Paul faßte ihn unter dem Arm und zog ihn sanft vorwärts. »Ein andermal mehr über dieses Verhängniß, mein Junge. Das ganze Leben des Menschen – mir wird das jeden Tag klarer – ist eine fest zusammenhängende Kette von ähnlichen Verhältnissen. Wer es nur aufmerksam betrachtet und erwägt, der findet es schon heraus. Den Kopf aber darf man sich nicht zerbrechen, diesen Zusammenhang ergründen zu wollen, denn die Motive dazu, die vielleicht dort oben über den Wolken schweben, die findet man doch nicht heraus. Das ist eben unser unlösbares menschliches Räthsel. Wir aber, wir haben jetzt eins derselben glücklich gelöst oder sind doch seiner Lösung nahe. Dieses Bewußtsein, diese Ueberzeugung giebt mir alle meine Ruhe und geistige Spannkraft wieder.

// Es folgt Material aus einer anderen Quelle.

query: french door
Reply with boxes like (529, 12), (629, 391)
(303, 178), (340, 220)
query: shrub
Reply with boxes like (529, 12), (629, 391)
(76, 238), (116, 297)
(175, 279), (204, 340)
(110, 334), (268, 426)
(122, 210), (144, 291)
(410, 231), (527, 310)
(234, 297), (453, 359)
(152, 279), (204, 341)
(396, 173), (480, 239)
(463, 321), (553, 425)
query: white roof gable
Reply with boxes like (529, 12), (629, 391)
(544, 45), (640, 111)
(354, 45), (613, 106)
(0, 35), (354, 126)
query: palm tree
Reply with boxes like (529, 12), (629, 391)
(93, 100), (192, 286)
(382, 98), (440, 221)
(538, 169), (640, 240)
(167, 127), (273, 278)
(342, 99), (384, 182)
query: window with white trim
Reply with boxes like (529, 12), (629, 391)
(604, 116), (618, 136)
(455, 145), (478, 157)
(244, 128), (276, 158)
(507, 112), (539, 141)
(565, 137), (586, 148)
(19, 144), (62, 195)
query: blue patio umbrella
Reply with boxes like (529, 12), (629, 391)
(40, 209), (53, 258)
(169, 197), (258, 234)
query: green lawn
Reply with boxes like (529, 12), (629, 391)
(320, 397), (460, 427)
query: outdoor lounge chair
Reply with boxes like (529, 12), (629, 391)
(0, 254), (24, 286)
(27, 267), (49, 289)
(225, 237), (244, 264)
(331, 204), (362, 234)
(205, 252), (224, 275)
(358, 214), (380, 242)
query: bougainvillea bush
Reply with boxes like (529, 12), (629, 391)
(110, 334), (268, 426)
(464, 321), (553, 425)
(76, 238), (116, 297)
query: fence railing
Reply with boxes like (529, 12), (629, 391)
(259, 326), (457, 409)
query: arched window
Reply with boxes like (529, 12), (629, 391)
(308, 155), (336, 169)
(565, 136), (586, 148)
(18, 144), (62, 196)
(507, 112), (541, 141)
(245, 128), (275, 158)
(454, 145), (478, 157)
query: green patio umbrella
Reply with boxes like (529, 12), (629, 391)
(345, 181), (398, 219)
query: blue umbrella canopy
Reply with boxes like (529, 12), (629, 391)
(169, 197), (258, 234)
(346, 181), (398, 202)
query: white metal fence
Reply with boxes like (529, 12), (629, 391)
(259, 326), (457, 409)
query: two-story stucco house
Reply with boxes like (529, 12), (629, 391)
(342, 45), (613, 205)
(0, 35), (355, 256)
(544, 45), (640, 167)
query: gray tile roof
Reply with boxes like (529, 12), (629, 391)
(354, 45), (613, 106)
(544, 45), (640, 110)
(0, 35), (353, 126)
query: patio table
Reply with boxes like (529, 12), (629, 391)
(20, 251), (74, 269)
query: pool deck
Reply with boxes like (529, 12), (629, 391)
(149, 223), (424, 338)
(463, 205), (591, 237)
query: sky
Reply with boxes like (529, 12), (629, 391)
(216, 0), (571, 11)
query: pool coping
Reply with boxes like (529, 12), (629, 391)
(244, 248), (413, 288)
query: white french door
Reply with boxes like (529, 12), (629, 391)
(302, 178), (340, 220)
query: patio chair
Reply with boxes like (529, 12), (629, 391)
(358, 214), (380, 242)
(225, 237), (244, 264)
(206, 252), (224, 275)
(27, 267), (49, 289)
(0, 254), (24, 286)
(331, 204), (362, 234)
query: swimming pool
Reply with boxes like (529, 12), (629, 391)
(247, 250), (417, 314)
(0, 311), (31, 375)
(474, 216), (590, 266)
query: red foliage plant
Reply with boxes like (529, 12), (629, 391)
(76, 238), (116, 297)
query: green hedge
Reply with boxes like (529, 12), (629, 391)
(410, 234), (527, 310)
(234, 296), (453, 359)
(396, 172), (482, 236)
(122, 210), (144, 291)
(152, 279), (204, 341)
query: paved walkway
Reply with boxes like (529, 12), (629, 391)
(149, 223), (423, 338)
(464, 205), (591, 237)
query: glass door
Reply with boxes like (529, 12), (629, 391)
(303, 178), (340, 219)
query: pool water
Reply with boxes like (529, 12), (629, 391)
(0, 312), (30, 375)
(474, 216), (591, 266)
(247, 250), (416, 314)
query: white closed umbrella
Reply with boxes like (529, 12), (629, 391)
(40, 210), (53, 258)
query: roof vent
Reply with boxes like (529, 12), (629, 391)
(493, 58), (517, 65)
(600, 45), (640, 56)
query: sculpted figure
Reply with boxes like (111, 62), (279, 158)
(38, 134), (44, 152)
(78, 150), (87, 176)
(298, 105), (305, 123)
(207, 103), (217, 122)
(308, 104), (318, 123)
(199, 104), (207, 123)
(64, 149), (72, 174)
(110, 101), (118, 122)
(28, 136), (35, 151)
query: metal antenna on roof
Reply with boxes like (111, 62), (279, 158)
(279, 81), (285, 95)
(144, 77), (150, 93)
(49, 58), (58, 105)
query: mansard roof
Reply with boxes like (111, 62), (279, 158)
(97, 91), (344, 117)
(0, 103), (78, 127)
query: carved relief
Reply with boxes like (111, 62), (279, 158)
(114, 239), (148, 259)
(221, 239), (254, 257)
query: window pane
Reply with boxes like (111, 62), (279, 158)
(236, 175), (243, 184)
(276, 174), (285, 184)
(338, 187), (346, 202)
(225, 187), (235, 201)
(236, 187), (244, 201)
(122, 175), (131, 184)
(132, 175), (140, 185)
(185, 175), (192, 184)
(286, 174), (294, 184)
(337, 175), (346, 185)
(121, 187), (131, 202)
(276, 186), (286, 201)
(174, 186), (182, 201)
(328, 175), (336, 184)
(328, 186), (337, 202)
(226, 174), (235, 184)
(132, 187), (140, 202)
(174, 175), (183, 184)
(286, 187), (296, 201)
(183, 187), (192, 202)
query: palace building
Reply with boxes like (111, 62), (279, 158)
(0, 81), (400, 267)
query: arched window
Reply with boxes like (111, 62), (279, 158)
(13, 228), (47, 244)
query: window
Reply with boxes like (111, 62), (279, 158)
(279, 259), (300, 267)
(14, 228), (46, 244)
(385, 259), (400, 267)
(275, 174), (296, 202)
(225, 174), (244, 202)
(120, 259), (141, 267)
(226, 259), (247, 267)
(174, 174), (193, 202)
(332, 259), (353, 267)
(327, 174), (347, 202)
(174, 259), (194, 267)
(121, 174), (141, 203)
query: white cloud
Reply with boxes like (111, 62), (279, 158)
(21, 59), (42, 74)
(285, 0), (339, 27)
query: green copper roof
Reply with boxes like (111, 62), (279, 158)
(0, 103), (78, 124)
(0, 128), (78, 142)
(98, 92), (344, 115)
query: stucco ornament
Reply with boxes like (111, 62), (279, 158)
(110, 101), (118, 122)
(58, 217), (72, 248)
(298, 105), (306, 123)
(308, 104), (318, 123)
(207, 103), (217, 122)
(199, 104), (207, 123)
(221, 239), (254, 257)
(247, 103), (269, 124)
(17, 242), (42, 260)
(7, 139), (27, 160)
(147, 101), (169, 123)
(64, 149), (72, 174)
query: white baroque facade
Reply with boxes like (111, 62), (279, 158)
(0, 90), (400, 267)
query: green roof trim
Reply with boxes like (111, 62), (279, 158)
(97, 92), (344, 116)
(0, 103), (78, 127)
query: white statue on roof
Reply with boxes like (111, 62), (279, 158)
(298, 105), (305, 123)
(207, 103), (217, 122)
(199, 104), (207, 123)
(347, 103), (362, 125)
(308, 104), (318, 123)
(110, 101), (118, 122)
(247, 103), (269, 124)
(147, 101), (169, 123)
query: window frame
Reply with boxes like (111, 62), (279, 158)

So komm denn, zum Philosophiren habe ich heute am wenigsten Lust, mich reißt der unaufhaltsame Drang zum Handeln fort. Sieh, da hast Du das Zauberschloß Quentin's vor Dir und nun laß uns rasch gehen, damit Du auch bald den von jenem Mann ›bezauberten‹ Besitzer desselben kennen lernst.«

Nach wenigen Minuten hatte Paul seinen nun doch verwunderten Gast in den Saal geführt und dem mit Sehnsucht ihn erwartenden Onkel vorgestellt. Die Begrüßung war von beiden Seiten eine ungemein herzliche. Namentlich der Professor freute sich in seiner kindlichen Art laut, den Sohn des Wohlthäters seines Neffen und zugleich den vielbesprochenen Cousin der Baronin von Wollkendorf kennen zu lernen und vernahm mit gleicher Freude die Mittheilung daß in wenigen Tagen auch die Eltern des jungen Mannes in Wollkendorf, also auch in Betty's Ruh eintreffen würden.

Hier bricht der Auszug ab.